I guess the issue here is to come up with the correct expectations, since 1 Gbps ethernet interfaces have become ubiquitous and many cheap routers manage to do NAT/PPPoE/firewalling at 1 Gbps rates one intuitively assumes that network processing at 1Gbps to be a piece of cake. Once one realises that OEM firmware often only achieve throughput close to 1 Gbps by employing accelerators (which often are very specialized and only accelerate, say PPPoE, under very specific conditions and not generically, think unencrypted PPPoE running like a bat out of hell, while encrypted PPPoE (I do not know of any ISP actually using that, so this is a thought experiment) probably would be punted to the routers main CPU and hence achieve considerably less throughput) the main CPUs of those routers often are not up to the task of doing much at 1 Gbps.... Traffic shaping however typically is not something offered by those accelerators, so sqm/cake do not profit of thse and hence running cake/sqm will expose a router's raw CPU capabilities, which often are not as high as expected.

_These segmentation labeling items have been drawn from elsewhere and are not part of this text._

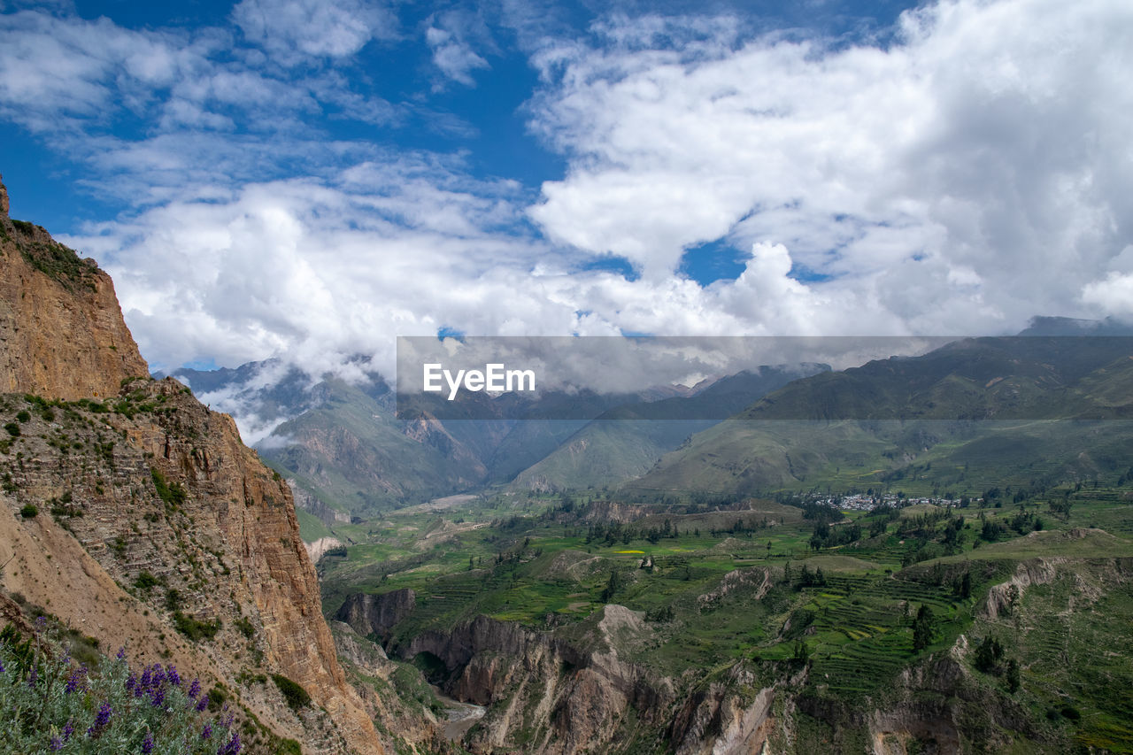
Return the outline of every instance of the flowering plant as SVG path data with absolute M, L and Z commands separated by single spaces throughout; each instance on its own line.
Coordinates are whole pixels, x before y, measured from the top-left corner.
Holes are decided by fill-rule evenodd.
M 232 715 L 206 707 L 198 680 L 173 665 L 131 669 L 125 648 L 75 664 L 42 617 L 32 637 L 0 631 L 0 754 L 237 755 Z

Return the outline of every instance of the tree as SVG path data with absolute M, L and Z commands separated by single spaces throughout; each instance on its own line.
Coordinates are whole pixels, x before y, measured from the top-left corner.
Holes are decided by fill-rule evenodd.
M 921 603 L 921 606 L 917 609 L 917 618 L 913 619 L 913 652 L 919 653 L 928 647 L 932 644 L 935 636 L 936 617 L 932 616 L 932 609 Z
M 990 673 L 999 665 L 1003 658 L 1003 645 L 995 637 L 985 637 L 976 648 L 976 668 L 983 673 Z
M 1019 661 L 1015 659 L 1007 661 L 1007 689 L 1019 692 Z
M 621 589 L 622 580 L 621 575 L 617 574 L 617 569 L 610 570 L 610 580 L 606 583 L 605 589 L 602 591 L 602 602 L 608 603 L 614 594 Z

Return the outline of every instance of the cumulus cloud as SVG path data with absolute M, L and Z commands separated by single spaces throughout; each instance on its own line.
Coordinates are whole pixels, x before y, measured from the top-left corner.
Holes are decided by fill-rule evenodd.
M 798 319 L 938 332 L 1077 311 L 1128 241 L 1127 3 L 945 1 L 885 49 L 657 28 L 537 57 L 533 126 L 571 160 L 531 209 L 551 238 L 649 279 L 704 241 L 783 244 L 819 281 L 782 291 Z
M 128 207 L 66 240 L 114 275 L 155 366 L 280 356 L 349 376 L 372 354 L 389 378 L 395 336 L 442 328 L 964 334 L 1133 315 L 1128 3 L 948 0 L 885 46 L 727 17 L 611 16 L 556 40 L 533 17 L 526 112 L 566 164 L 542 187 L 313 126 L 428 107 L 242 41 L 325 62 L 392 28 L 376 6 L 326 8 L 247 0 L 244 37 L 0 16 L 0 112 Z M 495 54 L 478 17 L 419 28 L 446 80 Z M 105 127 L 119 117 L 150 128 Z M 706 241 L 741 274 L 676 272 Z M 594 264 L 611 254 L 642 274 Z

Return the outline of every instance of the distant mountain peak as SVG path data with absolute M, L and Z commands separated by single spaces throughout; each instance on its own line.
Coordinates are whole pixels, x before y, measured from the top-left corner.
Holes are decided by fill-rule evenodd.
M 1113 317 L 1082 320 L 1080 317 L 1031 317 L 1020 336 L 1133 336 L 1133 324 Z

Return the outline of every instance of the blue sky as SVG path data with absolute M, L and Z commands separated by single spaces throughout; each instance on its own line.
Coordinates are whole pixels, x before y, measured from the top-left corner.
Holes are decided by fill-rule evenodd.
M 155 367 L 1133 315 L 1117 0 L 0 2 L 12 217 Z

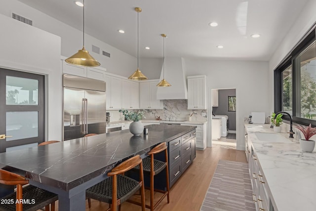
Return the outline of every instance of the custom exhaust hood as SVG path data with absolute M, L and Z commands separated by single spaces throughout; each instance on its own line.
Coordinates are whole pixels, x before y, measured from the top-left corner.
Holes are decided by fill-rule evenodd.
M 188 99 L 187 82 L 184 76 L 185 68 L 183 58 L 164 58 L 164 78 L 172 85 L 167 87 L 158 87 L 157 99 L 170 100 Z M 163 78 L 162 70 L 160 76 L 161 81 Z

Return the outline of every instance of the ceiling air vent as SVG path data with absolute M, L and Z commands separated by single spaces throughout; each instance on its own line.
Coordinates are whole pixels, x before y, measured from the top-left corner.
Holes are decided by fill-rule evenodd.
M 12 13 L 12 17 L 15 20 L 17 20 L 19 21 L 23 22 L 23 23 L 27 24 L 29 24 L 31 26 L 33 25 L 33 21 L 32 20 L 26 18 L 24 17 L 22 17 L 20 15 L 17 15 L 16 14 L 13 13 L 13 12 Z
M 97 47 L 96 46 L 92 45 L 92 52 L 94 52 L 98 54 L 100 54 L 100 48 L 99 47 Z
M 110 56 L 111 54 L 110 54 L 110 53 L 108 53 L 107 52 L 105 52 L 105 51 L 102 50 L 102 55 L 103 55 L 104 56 L 107 56 L 109 58 L 110 58 Z

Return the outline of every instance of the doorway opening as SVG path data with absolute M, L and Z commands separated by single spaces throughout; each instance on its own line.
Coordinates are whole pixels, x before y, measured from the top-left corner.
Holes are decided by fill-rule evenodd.
M 211 91 L 212 146 L 236 149 L 236 89 Z

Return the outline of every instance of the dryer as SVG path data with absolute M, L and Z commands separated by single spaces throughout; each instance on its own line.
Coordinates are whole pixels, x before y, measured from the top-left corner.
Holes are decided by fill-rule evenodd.
M 229 127 L 229 121 L 227 115 L 215 115 L 213 116 L 212 119 L 220 119 L 222 120 L 221 136 L 226 137 L 228 134 L 228 128 Z

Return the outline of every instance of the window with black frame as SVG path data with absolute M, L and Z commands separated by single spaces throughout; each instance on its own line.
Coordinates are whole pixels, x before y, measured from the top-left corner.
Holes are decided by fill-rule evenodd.
M 315 27 L 275 70 L 275 112 L 294 122 L 316 126 L 316 41 Z M 286 117 L 284 117 L 287 119 Z

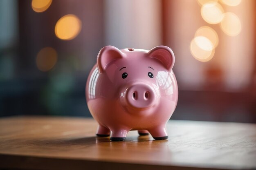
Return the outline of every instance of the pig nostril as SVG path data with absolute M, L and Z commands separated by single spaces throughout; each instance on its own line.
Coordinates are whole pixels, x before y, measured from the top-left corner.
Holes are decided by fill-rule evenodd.
M 146 100 L 148 98 L 148 92 L 146 92 L 145 93 L 145 98 Z
M 135 92 L 133 92 L 133 93 L 132 93 L 132 97 L 133 97 L 133 99 L 136 99 L 136 93 Z

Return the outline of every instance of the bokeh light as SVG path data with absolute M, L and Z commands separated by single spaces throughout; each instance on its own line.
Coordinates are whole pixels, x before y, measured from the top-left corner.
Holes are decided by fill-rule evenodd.
M 211 24 L 220 22 L 224 17 L 224 11 L 218 3 L 210 2 L 206 3 L 201 8 L 201 15 L 206 22 Z
M 223 31 L 230 36 L 238 35 L 242 30 L 241 21 L 234 13 L 227 12 L 220 23 L 220 28 Z
M 201 47 L 204 49 L 210 49 L 211 45 L 209 45 L 211 44 L 210 40 L 206 37 L 197 37 L 194 38 L 190 43 L 190 52 L 195 58 L 198 61 L 202 62 L 206 62 L 208 61 L 212 58 L 214 55 L 215 49 L 214 49 L 211 50 L 205 50 L 202 49 Z M 208 39 L 208 40 L 207 40 Z M 207 44 L 208 44 L 209 46 L 207 46 L 205 44 L 204 44 L 207 41 Z
M 195 37 L 203 36 L 208 38 L 216 48 L 219 43 L 219 38 L 216 31 L 211 28 L 203 26 L 199 28 L 195 34 Z
M 227 5 L 235 7 L 239 5 L 242 0 L 221 0 L 220 1 Z
M 42 12 L 49 7 L 52 2 L 52 0 L 32 0 L 31 6 L 35 12 Z
M 204 4 L 210 2 L 217 2 L 218 0 L 198 0 L 198 2 L 201 6 L 203 5 Z
M 74 15 L 68 14 L 61 18 L 56 23 L 55 34 L 65 40 L 74 38 L 81 31 L 82 22 Z
M 47 71 L 54 66 L 57 59 L 56 51 L 52 47 L 45 47 L 41 49 L 37 54 L 36 66 L 39 70 Z

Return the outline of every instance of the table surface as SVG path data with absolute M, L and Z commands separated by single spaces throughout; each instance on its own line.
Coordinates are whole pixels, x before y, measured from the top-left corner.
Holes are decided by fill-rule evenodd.
M 0 119 L 0 169 L 256 169 L 256 125 L 171 120 L 168 140 L 97 137 L 93 119 Z

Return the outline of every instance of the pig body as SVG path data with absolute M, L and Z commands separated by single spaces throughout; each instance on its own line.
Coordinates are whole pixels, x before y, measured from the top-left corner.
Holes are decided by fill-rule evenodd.
M 138 130 L 167 139 L 166 125 L 178 98 L 174 64 L 173 52 L 165 46 L 149 51 L 102 49 L 85 87 L 89 109 L 99 124 L 97 135 L 111 134 L 111 140 L 119 141 Z

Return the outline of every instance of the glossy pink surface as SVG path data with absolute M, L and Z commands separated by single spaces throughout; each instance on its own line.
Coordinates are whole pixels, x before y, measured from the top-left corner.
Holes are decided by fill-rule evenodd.
M 158 46 L 149 51 L 106 46 L 90 73 L 85 95 L 99 122 L 99 136 L 123 140 L 131 130 L 168 138 L 166 124 L 177 105 L 178 88 L 172 51 Z M 110 133 L 111 132 L 111 133 Z

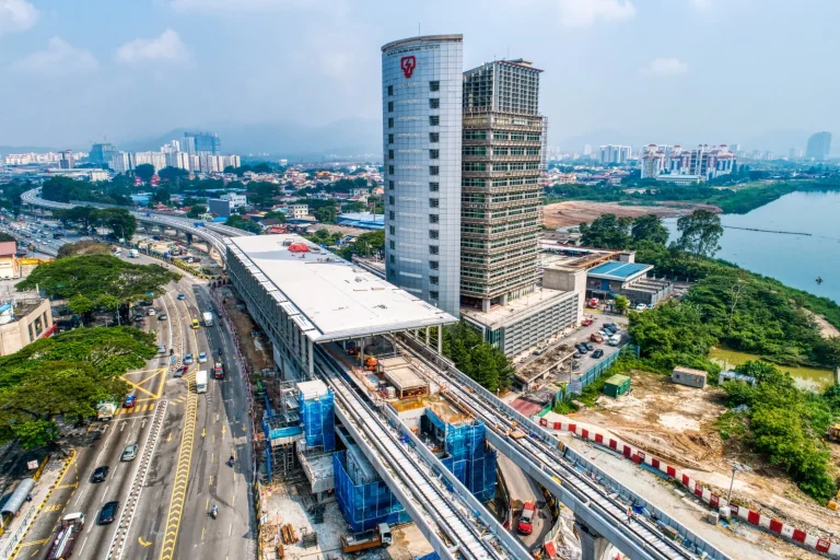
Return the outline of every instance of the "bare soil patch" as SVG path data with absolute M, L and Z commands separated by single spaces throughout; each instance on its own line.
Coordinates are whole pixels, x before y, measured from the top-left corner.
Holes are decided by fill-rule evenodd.
M 619 218 L 639 218 L 656 214 L 660 218 L 673 218 L 690 213 L 699 208 L 720 212 L 716 206 L 701 202 L 666 202 L 657 206 L 623 206 L 618 202 L 593 202 L 588 200 L 569 200 L 542 207 L 542 218 L 547 228 L 568 228 L 592 222 L 600 214 L 616 214 Z

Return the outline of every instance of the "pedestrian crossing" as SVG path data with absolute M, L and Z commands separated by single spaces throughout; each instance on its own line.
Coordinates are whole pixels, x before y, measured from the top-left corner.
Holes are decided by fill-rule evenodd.
M 135 405 L 131 408 L 118 408 L 114 412 L 114 416 L 138 415 L 140 412 L 151 412 L 152 410 L 154 410 L 154 402 L 148 405 Z

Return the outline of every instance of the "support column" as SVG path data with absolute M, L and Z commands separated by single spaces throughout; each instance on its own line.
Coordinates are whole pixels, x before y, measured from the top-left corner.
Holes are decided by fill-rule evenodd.
M 582 521 L 576 520 L 578 538 L 581 539 L 581 560 L 604 560 L 604 553 L 609 548 L 609 540 L 602 537 Z
M 310 346 L 310 377 L 315 377 L 315 362 L 312 359 L 312 339 L 306 337 L 306 342 Z

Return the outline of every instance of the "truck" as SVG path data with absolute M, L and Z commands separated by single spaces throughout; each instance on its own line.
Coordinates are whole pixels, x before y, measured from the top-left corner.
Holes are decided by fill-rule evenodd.
M 114 418 L 114 412 L 117 411 L 116 402 L 100 402 L 96 405 L 96 420 L 107 422 Z
M 370 548 L 385 548 L 392 540 L 390 526 L 387 523 L 380 523 L 375 529 L 354 535 L 341 535 L 341 550 L 345 553 L 355 553 Z
M 207 393 L 207 372 L 205 370 L 196 372 L 196 393 Z
M 84 528 L 84 514 L 81 512 L 68 513 L 61 518 L 61 526 L 49 544 L 49 552 L 46 560 L 66 560 L 73 556 L 75 541 Z

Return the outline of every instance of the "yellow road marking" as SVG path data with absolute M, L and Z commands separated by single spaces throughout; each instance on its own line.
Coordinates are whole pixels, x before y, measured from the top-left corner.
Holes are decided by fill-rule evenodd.
M 196 347 L 198 347 L 196 341 Z M 180 518 L 184 513 L 184 502 L 189 482 L 189 467 L 192 462 L 192 445 L 196 436 L 196 416 L 198 412 L 198 396 L 187 390 L 187 407 L 184 415 L 184 433 L 178 448 L 178 463 L 175 469 L 175 482 L 170 499 L 170 512 L 166 517 L 166 529 L 163 536 L 163 548 L 160 560 L 172 560 L 175 556 L 175 544 L 178 540 Z M 170 434 L 171 436 L 172 434 Z

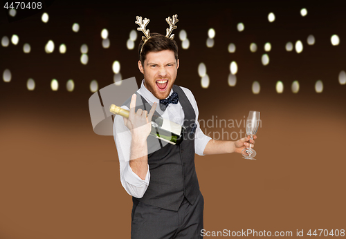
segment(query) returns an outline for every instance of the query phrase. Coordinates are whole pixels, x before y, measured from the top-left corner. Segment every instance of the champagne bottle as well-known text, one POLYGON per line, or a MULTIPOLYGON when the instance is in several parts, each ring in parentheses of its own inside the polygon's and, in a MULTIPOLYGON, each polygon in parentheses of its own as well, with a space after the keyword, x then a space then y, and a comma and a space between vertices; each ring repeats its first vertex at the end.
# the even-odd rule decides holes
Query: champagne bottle
MULTIPOLYGON (((129 111, 111 104, 109 111, 125 118, 129 117, 129 111)), ((154 115, 152 117, 152 131, 149 135, 174 145, 179 145, 184 139, 186 128, 161 116, 154 115)))

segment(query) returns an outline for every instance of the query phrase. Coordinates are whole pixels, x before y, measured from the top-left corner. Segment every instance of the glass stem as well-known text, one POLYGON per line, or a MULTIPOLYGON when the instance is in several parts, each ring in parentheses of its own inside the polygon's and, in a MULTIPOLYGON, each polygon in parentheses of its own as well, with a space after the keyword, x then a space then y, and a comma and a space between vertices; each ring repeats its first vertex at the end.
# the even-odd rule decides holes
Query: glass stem
MULTIPOLYGON (((253 134, 251 134, 250 135, 250 140, 253 140, 253 134)), ((249 142, 249 144, 250 144, 250 140, 248 141, 249 142)), ((253 153, 253 148, 251 147, 252 144, 250 144, 250 146, 248 147, 248 151, 250 152, 250 153, 253 153)))

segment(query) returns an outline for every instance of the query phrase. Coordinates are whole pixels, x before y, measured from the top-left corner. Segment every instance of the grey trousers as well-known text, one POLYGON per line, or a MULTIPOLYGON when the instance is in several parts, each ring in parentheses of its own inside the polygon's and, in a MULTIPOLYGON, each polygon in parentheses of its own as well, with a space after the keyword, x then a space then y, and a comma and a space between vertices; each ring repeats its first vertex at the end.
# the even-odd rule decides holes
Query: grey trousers
POLYGON ((193 205, 184 198, 178 211, 149 205, 133 198, 131 239, 202 238, 204 199, 201 193, 193 205))

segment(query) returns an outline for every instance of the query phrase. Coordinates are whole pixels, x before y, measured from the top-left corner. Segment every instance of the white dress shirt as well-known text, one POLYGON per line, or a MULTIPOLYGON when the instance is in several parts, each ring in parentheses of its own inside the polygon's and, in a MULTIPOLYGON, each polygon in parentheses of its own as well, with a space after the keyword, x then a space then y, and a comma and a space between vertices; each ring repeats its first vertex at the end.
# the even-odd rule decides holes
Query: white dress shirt
MULTIPOLYGON (((152 106, 154 102, 156 102, 158 107, 159 107, 158 105, 160 100, 155 97, 154 95, 145 88, 143 82, 144 80, 142 81, 140 88, 137 90, 137 93, 142 95, 142 97, 151 106, 152 106)), ((195 153, 199 155, 203 155, 203 153, 204 151, 204 149, 206 148, 206 146, 209 140, 211 140, 211 137, 206 135, 199 127, 199 124, 198 122, 199 111, 197 103, 196 102, 191 90, 184 87, 181 86, 181 88, 191 103, 196 115, 195 122, 197 124, 197 128, 196 128, 194 138, 195 153)), ((173 90, 171 90, 170 95, 172 93, 173 90)), ((129 110, 129 108, 126 106, 122 106, 122 108, 129 110)), ((149 111, 150 109, 147 110, 149 111)), ((167 119, 172 122, 183 125, 185 115, 180 102, 178 102, 177 104, 170 104, 164 113, 161 115, 161 117, 165 119, 167 119)), ((116 149, 118 150, 118 155, 119 156, 121 184, 129 195, 135 198, 140 198, 145 193, 150 181, 149 165, 148 171, 144 180, 132 171, 132 169, 129 166, 131 140, 131 132, 125 125, 122 117, 118 115, 116 115, 114 119, 113 133, 116 149)))

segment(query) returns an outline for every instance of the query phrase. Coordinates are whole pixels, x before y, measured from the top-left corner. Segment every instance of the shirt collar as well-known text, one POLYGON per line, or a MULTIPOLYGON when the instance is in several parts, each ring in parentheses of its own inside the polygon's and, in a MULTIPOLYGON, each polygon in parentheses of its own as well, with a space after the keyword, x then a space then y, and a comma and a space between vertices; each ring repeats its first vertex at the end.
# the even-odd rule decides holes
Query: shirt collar
MULTIPOLYGON (((168 97, 170 97, 172 93, 173 89, 171 89, 168 97)), ((160 103, 160 99, 154 97, 154 95, 149 91, 147 88, 145 88, 145 86, 144 85, 144 79, 142 80, 142 84, 140 84, 140 88, 138 90, 138 93, 140 93, 140 95, 142 95, 148 102, 148 103, 149 102, 152 104, 154 102, 156 102, 157 104, 160 103)))

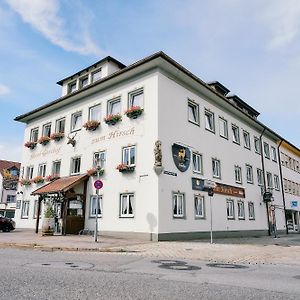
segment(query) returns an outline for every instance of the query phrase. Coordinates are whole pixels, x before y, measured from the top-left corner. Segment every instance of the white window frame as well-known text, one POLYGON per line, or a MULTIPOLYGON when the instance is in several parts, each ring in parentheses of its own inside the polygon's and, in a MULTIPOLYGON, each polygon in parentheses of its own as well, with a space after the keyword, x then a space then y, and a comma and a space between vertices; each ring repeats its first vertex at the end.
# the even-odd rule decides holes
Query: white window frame
POLYGON ((174 219, 183 219, 185 216, 185 195, 184 193, 173 193, 172 195, 172 211, 174 219), (179 205, 179 203, 181 204, 179 205))
POLYGON ((226 213, 227 213, 228 220, 235 219, 234 200, 233 199, 226 199, 226 213))
POLYGON ((205 219, 205 197, 194 195, 195 218, 205 219))
POLYGON ((123 193, 120 194, 120 218, 133 218, 134 217, 134 193, 123 193), (125 199, 126 208, 123 207, 125 199), (131 207, 131 213, 129 211, 129 207, 131 207), (126 211, 127 210, 127 211, 126 211))
POLYGON ((198 174, 203 174, 203 160, 202 155, 193 152, 193 172, 198 174))
POLYGON ((233 143, 240 145, 240 143, 241 143, 240 128, 235 124, 231 124, 231 129, 232 129, 232 141, 233 141, 233 143))
POLYGON ((29 218, 29 206, 30 206, 30 201, 28 200, 22 201, 21 219, 29 218))
POLYGON ((215 114, 208 110, 204 110, 205 129, 215 133, 215 114))
POLYGON ((81 130, 81 128, 82 128, 82 111, 77 111, 71 115, 71 132, 81 130), (79 123, 80 123, 79 125, 76 125, 76 123, 78 122, 78 121, 75 122, 76 117, 81 118, 79 121, 79 123))
POLYGON ((134 167, 136 165, 136 146, 128 146, 122 149, 122 163, 129 166, 134 167), (128 152, 128 159, 126 159, 126 152, 128 152), (131 157, 131 153, 133 152, 133 158, 131 157))
POLYGON ((190 99, 188 99, 188 121, 200 126, 199 104, 190 99), (192 118, 190 114, 193 115, 192 118))
POLYGON ((97 199, 99 200, 98 202, 98 218, 102 218, 103 215, 103 195, 90 195, 90 209, 89 209, 89 217, 90 218, 95 218, 96 217, 96 206, 97 204, 97 199), (94 203, 95 202, 95 203, 94 203))
POLYGON ((221 178, 221 162, 217 158, 212 158, 212 176, 214 178, 221 178))
POLYGON ((243 130, 243 139, 244 139, 244 148, 251 150, 250 133, 246 130, 243 130))
POLYGON ((246 164, 246 180, 247 183, 253 183, 253 167, 246 164))
POLYGON ((238 207, 238 219, 245 220, 245 203, 244 201, 239 200, 237 202, 238 207))
POLYGON ((242 184, 242 168, 234 166, 234 179, 236 183, 242 184))

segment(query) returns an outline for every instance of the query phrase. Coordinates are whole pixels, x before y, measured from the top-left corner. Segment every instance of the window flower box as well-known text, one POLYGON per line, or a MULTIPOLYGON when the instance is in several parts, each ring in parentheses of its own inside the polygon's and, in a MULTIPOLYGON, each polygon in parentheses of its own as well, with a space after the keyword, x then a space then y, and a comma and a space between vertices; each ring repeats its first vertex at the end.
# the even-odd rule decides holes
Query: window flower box
POLYGON ((29 179, 23 178, 23 179, 21 179, 19 182, 20 182, 21 185, 24 185, 24 186, 29 186, 29 185, 31 185, 31 180, 29 180, 29 179))
POLYGON ((28 142, 26 142, 24 144, 24 146, 27 147, 27 148, 29 148, 29 149, 34 149, 36 147, 36 142, 30 142, 30 141, 28 141, 28 142))
POLYGON ((89 176, 98 176, 98 172, 99 172, 99 176, 102 176, 104 174, 104 169, 97 169, 97 168, 92 168, 92 169, 89 169, 86 171, 86 173, 89 175, 89 176))
POLYGON ((65 134, 63 132, 55 132, 50 135, 50 139, 53 141, 56 141, 56 142, 60 141, 64 137, 65 137, 65 134))
POLYGON ((38 140, 38 143, 45 146, 51 141, 49 136, 41 136, 38 140))
POLYGON ((119 121, 122 120, 122 116, 120 114, 109 115, 104 119, 104 122, 108 125, 115 125, 119 121))
POLYGON ((133 172, 135 169, 135 166, 128 166, 126 164, 119 164, 116 168, 121 173, 130 173, 133 172))
POLYGON ((60 176, 58 174, 50 174, 46 177, 46 181, 50 182, 50 181, 53 181, 55 179, 59 179, 60 176))
POLYGON ((36 176, 32 180, 34 183, 44 183, 45 179, 42 176, 36 176))
POLYGON ((96 120, 90 120, 83 124, 86 130, 94 131, 100 126, 100 122, 96 120))
POLYGON ((143 113, 144 109, 140 106, 132 106, 125 111, 125 115, 130 119, 136 119, 143 113))

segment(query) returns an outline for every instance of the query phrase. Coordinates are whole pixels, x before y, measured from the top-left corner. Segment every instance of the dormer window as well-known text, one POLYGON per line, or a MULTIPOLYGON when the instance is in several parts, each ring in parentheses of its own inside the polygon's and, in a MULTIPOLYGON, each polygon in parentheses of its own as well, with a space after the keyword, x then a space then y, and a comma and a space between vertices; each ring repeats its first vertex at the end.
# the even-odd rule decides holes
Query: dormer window
POLYGON ((92 72, 92 83, 101 79, 101 69, 92 72))
POLYGON ((77 86, 76 81, 73 81, 73 82, 69 83, 69 85, 68 85, 69 93, 75 92, 76 91, 76 86, 77 86))

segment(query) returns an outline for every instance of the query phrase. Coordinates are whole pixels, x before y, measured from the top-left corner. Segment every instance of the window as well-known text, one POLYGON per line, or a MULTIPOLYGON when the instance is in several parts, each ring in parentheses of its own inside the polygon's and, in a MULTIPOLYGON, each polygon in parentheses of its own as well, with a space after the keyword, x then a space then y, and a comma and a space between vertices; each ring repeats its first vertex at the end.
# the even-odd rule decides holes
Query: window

And for good reason, as far as I can tell it is the only/best-supported WiFi6 router under OpenWrt...
Well, we can have a look there if you want. I would need the output of:
tc -s qdisc
tc -d qdisc
as well as the link to a result of a dslreports speedtest, configured like this (please note the dslreports speedtest is somewhat in decline, but it still offers a few unique pieces of information).
It's not something we support in our drivers (afaik) and it will require quite specific tc setup (ie. using specific queuing disciplines), but it can actually be done in hardware by many common router SoCs including the MT7622:
HW QoS: Seamlessly co-work with HW NAT engine, SFQ w/ 1k queues
64 hardware queues to guarantee the min/max bandwidth of each flow
Afaik all MT7622 variants should support that feature.
To support it in future OpenWrt someone would need to write a tc-offloading driver. The infrastructure for this is already present in the kernel, so it's probably not terribly hard to implement this. Afaik nobody is working on that in the moment, also no idea if and how it is implemented in MediaTek SDK kernel.
I guess for egress it would be enough to just offload the actual traffic shaper and use BQL to create back pressure into an normal kernel qdisc. For ingress however, I am not sure that would work and we would need to move the whole qdisc into the accelerator (like for the NSS cores in the r7800). All of this is, however, far outside my area of expertise... my personal solution is to use a primary router with a sufficiently powerful CPU for the required traffic shaping needs (often a raspberry pi4b will do or one of the alternative ARM based SBCs with 2 ethernet ports), and use something like the E8450/rt3200 as AP, but I understand that this is not really as attractive as having a single WiFi-router that "does it all".